Veliaht Prens’in “Yüzyılın Anlaşması” planına verdiği desteğe ve İsrail’le diplomatik ilişkiler kurulması yönünde atacağı adıma gelebilecek tepkilere karşı halkın gözünü korkutmak için âlimleri idam etmesi muhtemel.
Suudi Arabistan yönetimi bu sıralar toplumu kökten dönüştürme yönünde yoğun çaba sarf ediyor.
Müslüman Kardeşler’den etkilendiği için günah keçisi seçilen “Es-Sahve” akımı da geçmişin hata olarak görülen uygulamalarından sorumlu tutuluyor.
Devlet desteğiyle yayınlanan dizilerde Suudi Arabistan toplumunun eskiden her türlü günahı işleyebilen, zinanın ve ensest ilişkilerin yaygın olduğu, gayri meşru çocukların dünyaya geldiği “normal bir toplum” olduğu fakat Es-Sahve akımının “toplumu bozarak” “aşırı dindar” hale getirdiği propagandası yapılıyor.

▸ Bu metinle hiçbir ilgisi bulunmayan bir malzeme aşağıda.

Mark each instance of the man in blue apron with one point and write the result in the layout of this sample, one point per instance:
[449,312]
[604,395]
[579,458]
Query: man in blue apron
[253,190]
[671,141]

Oysa geçmişte “kadınların otomobil kullanmasının haram olduğu” fetvasının en hararetli savunucuları Es-Sahve âlimleri değil yönetime göbekten bağlı klasik âlimlerdi.

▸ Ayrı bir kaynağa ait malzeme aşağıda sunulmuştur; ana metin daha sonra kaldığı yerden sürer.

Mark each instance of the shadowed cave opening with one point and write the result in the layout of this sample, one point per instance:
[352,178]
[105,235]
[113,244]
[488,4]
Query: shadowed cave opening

Hatta Suudi Arabistan gazeteleri ülkenin kurucusu Kral Abdülaziz’in sinemaya karşı olduğunu ve sinema filmlerini yaktığını övünerek anlatıyordu.
Veliaht Prens Muhammed Bin Selman, devlet destekli yoğun kara propagandayla ve Es-Sahve akımının önde gelen isimlerini suçlu gibi gösterip idam ederek gerçeklerin üzerini örtmeye ve başkalarının üzerine atarak geçmişin yükünden kurtulmaya çalışıyor.